Передо мной на страницах – обрывки человеческих судеб, судьбы самого Довлатова. Его перо очерчивает их чётко и ёмко, с ремесленной простотой и точностью. В них, как в осколках зеркала, играют блики времени. 

Об Иосифе Бродском:

«Будни нашего государства воспринимались им как умирание покинутого душой тела. Или – как апатия сонного мира, где бодрствует только поэзия…».  «Он не боролся с режимом. Он его не замечал». Этим он «нарушал какую-то чрезвычайно важную установку». «И его сослали в Архангельскую губернию». «Советская власть – обидчивая дама. Худо тому, кто её оскорбляет. Но гораздо хуже тому, кто её игнорирует…»

Столкновение с советской властью подстерегает и самого Довлатова. Заметки о жизненных перипетиях резко превращаются в отчёт о том, как машинерия государства вторгается в жизнь писателя, превращая приятелей в судий и делая его ремесло неосуществимым. Машинерия эта, на первый взгляд безличная, оказывается прозаично движима подлостью «ближнего».

А вот уже и сам Довлатов превращается в функционера, осознавая, как функция подавляет и незаметно искажает его собственные представления. Работая литсотрудником в одном журнале и параллельно пытаясь печататься в других, он ощущает себя  «одновременно хищником и жертвой»: он «душил живое слово» как функционер и страдал от того же самого как писатель. 

Довлатов искренен. И в собственных недостатках и в недостатках других. В некоторых местах рассказ о жизни представляет собой суд: над другими или над собой. Если бы не искренность и ироничность тона, такие моменты могли бы сильно мозолить… 

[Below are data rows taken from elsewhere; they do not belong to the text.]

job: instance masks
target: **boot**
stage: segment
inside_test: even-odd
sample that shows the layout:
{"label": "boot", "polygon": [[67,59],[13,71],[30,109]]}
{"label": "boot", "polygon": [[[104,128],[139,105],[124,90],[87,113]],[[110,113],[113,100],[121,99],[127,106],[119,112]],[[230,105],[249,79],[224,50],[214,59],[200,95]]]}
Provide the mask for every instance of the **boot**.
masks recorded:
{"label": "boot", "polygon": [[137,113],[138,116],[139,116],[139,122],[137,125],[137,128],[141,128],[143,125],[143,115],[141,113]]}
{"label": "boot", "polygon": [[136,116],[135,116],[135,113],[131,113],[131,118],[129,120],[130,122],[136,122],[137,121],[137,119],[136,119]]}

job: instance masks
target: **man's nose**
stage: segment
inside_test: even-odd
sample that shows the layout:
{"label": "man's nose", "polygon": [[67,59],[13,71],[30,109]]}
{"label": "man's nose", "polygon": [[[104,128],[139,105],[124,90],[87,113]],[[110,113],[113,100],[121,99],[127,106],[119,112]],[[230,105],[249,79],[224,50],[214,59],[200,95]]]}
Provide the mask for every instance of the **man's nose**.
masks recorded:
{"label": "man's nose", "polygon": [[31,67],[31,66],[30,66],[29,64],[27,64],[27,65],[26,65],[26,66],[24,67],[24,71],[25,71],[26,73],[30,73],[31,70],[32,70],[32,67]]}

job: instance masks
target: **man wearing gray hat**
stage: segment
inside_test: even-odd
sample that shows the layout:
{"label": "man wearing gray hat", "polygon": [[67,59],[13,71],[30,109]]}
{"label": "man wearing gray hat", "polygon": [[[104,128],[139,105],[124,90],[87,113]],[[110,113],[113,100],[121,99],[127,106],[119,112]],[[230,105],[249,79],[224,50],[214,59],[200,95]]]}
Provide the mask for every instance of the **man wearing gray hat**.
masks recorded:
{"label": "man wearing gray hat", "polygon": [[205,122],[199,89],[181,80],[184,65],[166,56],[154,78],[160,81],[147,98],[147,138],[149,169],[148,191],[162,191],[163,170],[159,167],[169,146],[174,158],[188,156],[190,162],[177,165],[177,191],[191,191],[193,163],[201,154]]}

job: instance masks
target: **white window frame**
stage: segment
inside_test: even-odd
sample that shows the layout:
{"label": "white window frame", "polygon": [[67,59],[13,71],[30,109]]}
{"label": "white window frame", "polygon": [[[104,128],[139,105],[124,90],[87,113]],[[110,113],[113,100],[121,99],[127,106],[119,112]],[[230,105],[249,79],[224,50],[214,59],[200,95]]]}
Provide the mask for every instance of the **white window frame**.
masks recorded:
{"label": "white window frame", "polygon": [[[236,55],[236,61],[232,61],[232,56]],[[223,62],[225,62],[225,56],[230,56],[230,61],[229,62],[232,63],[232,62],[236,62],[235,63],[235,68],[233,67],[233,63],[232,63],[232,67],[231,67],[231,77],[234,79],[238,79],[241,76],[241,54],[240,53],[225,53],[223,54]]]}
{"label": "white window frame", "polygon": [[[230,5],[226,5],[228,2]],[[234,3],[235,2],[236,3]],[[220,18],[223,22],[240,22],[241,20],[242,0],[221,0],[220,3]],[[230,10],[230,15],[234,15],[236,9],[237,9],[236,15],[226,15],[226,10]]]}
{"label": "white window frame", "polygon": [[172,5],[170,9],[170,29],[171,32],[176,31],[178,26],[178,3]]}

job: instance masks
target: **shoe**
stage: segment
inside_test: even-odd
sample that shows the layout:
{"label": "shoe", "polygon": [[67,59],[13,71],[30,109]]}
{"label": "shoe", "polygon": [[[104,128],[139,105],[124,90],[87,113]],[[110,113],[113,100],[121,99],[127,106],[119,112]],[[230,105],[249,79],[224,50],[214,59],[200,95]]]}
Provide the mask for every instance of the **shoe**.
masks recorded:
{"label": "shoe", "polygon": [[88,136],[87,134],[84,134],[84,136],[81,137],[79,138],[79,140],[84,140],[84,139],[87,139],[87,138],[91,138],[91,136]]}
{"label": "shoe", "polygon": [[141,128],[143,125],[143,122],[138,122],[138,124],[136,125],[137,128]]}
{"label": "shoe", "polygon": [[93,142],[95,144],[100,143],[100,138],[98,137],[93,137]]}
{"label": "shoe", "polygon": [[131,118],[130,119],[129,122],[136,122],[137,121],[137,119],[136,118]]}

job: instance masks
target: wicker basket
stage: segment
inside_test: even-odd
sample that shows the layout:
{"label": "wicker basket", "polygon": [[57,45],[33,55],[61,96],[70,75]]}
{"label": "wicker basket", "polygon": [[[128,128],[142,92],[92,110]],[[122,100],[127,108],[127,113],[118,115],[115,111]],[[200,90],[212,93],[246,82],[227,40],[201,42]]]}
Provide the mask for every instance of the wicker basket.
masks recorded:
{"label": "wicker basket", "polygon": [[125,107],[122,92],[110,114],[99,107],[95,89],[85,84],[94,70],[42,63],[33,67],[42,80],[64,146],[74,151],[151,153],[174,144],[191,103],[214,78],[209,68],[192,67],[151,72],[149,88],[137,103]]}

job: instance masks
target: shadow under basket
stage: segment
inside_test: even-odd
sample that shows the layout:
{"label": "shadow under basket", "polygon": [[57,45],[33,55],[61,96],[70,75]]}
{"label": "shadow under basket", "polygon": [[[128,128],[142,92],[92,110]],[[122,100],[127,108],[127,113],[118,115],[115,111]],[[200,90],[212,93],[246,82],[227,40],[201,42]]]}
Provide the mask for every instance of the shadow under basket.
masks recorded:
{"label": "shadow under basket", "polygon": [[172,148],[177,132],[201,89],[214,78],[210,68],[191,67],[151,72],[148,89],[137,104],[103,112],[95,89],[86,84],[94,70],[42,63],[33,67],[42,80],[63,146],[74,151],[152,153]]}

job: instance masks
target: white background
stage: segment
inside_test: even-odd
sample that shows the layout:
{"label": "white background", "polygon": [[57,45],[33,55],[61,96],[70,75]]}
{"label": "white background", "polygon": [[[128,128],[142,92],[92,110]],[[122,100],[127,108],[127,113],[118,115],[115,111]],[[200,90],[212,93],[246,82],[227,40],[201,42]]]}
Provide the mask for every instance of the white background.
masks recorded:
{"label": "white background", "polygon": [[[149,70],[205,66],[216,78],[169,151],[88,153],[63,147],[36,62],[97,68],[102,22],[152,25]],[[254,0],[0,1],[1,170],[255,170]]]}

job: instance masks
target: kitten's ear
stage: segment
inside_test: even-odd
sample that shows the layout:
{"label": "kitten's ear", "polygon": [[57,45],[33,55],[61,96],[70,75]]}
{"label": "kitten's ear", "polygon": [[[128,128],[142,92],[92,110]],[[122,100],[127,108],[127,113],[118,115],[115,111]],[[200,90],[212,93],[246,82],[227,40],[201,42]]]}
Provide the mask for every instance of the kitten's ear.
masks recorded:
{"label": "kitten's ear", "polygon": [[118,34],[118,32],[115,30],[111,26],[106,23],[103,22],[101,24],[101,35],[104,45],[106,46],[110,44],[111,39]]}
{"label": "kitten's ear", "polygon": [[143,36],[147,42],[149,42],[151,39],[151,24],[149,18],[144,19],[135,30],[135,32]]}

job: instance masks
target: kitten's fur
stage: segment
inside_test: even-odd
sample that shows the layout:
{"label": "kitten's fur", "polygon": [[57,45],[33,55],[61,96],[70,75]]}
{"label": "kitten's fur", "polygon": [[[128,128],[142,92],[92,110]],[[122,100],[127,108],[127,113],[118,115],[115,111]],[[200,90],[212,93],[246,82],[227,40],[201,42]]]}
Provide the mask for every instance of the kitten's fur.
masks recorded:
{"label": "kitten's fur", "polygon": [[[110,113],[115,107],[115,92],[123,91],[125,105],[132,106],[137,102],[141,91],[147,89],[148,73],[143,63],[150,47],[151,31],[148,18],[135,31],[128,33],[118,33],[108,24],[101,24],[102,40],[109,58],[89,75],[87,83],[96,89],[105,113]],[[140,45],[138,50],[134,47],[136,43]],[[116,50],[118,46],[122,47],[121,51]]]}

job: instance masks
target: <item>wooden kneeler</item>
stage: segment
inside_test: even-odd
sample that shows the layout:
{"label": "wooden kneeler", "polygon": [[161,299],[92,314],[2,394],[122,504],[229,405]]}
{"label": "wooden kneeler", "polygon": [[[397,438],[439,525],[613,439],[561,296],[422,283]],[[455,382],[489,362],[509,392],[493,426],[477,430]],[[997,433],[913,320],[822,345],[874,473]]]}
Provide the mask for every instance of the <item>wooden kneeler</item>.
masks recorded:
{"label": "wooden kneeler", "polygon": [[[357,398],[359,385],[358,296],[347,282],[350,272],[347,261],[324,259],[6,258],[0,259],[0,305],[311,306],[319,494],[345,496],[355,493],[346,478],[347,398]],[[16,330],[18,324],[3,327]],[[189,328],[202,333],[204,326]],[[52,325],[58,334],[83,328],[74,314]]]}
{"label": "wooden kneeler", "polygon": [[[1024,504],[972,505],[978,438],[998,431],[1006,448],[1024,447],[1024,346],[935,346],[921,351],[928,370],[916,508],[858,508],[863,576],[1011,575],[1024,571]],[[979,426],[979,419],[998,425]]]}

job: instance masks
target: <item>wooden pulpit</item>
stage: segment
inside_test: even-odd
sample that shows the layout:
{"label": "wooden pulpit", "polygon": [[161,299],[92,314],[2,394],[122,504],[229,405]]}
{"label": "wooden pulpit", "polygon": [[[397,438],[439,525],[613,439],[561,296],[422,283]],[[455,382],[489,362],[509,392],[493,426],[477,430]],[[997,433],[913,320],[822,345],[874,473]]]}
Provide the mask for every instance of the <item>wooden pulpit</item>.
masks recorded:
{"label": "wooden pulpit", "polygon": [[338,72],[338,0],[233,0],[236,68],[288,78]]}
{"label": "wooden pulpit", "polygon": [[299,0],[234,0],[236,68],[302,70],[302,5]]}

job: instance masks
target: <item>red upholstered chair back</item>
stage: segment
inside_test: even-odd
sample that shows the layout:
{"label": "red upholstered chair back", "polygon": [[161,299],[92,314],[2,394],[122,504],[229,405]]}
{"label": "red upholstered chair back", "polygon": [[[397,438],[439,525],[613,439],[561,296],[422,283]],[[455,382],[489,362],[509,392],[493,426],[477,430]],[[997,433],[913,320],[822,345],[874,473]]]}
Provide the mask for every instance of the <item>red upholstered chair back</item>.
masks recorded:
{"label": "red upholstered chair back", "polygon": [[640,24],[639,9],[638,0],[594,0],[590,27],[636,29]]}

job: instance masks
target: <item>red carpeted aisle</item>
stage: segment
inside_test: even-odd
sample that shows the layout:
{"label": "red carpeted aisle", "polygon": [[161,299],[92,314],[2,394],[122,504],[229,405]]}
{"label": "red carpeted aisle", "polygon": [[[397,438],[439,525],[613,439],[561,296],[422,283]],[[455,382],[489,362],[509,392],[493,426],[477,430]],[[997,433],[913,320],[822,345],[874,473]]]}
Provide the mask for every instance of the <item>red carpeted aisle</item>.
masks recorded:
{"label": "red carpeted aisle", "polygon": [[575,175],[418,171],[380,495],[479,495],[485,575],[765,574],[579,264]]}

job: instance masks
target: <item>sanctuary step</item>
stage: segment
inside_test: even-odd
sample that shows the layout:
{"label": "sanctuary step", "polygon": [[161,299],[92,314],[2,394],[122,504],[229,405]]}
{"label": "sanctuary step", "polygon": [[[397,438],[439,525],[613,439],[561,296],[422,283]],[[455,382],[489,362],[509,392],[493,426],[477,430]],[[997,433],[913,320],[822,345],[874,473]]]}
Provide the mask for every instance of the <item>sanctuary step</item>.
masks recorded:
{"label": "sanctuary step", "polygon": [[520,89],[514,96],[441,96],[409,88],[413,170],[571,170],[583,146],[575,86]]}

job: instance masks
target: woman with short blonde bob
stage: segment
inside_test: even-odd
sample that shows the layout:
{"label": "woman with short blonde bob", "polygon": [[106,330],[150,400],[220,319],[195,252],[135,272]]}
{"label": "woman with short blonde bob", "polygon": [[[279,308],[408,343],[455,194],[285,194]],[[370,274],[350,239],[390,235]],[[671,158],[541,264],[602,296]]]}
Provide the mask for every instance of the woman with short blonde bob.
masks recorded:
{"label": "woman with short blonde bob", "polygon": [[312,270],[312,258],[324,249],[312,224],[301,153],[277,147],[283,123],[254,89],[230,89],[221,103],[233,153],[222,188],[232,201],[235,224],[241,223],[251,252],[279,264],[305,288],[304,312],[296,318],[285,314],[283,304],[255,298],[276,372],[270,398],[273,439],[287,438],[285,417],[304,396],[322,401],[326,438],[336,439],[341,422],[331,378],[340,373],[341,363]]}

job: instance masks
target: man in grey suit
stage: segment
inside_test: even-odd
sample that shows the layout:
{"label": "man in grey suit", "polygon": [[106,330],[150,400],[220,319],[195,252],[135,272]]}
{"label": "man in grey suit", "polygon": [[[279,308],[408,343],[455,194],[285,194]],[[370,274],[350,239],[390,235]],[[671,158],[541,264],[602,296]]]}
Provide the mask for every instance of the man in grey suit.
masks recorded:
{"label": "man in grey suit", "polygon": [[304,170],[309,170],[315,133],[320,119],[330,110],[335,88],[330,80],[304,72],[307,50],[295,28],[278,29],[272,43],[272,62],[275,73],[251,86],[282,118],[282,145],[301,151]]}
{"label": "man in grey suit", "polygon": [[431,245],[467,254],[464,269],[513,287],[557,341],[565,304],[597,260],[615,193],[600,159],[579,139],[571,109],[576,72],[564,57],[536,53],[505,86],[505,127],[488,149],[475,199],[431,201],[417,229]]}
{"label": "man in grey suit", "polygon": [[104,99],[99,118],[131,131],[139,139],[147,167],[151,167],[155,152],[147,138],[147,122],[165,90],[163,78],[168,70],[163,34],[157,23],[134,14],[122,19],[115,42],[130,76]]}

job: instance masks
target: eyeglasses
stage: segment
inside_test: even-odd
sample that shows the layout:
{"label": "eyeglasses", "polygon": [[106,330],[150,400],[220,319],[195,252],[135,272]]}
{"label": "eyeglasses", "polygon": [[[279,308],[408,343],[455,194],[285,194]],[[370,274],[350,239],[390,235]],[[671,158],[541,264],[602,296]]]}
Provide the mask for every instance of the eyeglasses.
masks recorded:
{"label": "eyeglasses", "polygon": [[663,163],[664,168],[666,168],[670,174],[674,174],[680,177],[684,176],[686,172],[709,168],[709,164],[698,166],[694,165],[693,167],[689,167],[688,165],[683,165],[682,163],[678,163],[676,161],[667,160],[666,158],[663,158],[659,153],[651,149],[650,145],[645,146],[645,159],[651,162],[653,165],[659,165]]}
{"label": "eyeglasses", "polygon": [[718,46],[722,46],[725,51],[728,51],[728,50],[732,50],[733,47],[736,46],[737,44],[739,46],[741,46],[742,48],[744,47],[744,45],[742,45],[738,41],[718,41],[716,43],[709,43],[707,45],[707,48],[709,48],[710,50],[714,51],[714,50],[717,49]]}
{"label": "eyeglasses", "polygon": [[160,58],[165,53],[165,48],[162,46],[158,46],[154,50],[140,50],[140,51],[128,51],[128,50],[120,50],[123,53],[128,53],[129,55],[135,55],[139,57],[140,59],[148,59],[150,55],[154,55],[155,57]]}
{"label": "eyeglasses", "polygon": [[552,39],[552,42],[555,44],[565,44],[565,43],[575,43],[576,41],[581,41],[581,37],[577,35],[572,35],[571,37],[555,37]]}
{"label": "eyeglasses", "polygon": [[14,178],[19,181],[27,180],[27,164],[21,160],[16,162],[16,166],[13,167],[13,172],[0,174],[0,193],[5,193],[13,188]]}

Но ещё несколько строк, и вот уже очередная история, абсурдная достаточно, чтоб поверить в её правдивость, и вслух рассмеяться. На самом деле, таких историй, вызывающих как минимум улыбку, в книге намного больше, чем печальных и беспросветных. Как и в жизни, они сменяют друг друга резко, неорганично: каждый шаг может вызвать скрип половицы, который привлечёт внимание враждебных сил, притаившихся за углом. 

Вторая половина «Ремесла» происходит уже в эмиграции, в Нью-Йорке. Бытовой советский антисемитизм окружения сменяется бытовым американским расизмом к афроамериканцам, а борьба против репрессивной бюрократии – рынковой конкуренцией, где приходит неприятное и неизбежное понимание, что твоё выстраданное творчество – товар на блестящем прилавке супермаркета культуры. Неизменными же остаются довлатовские (само)ирония, незамутненность взгляда и присутствие духа.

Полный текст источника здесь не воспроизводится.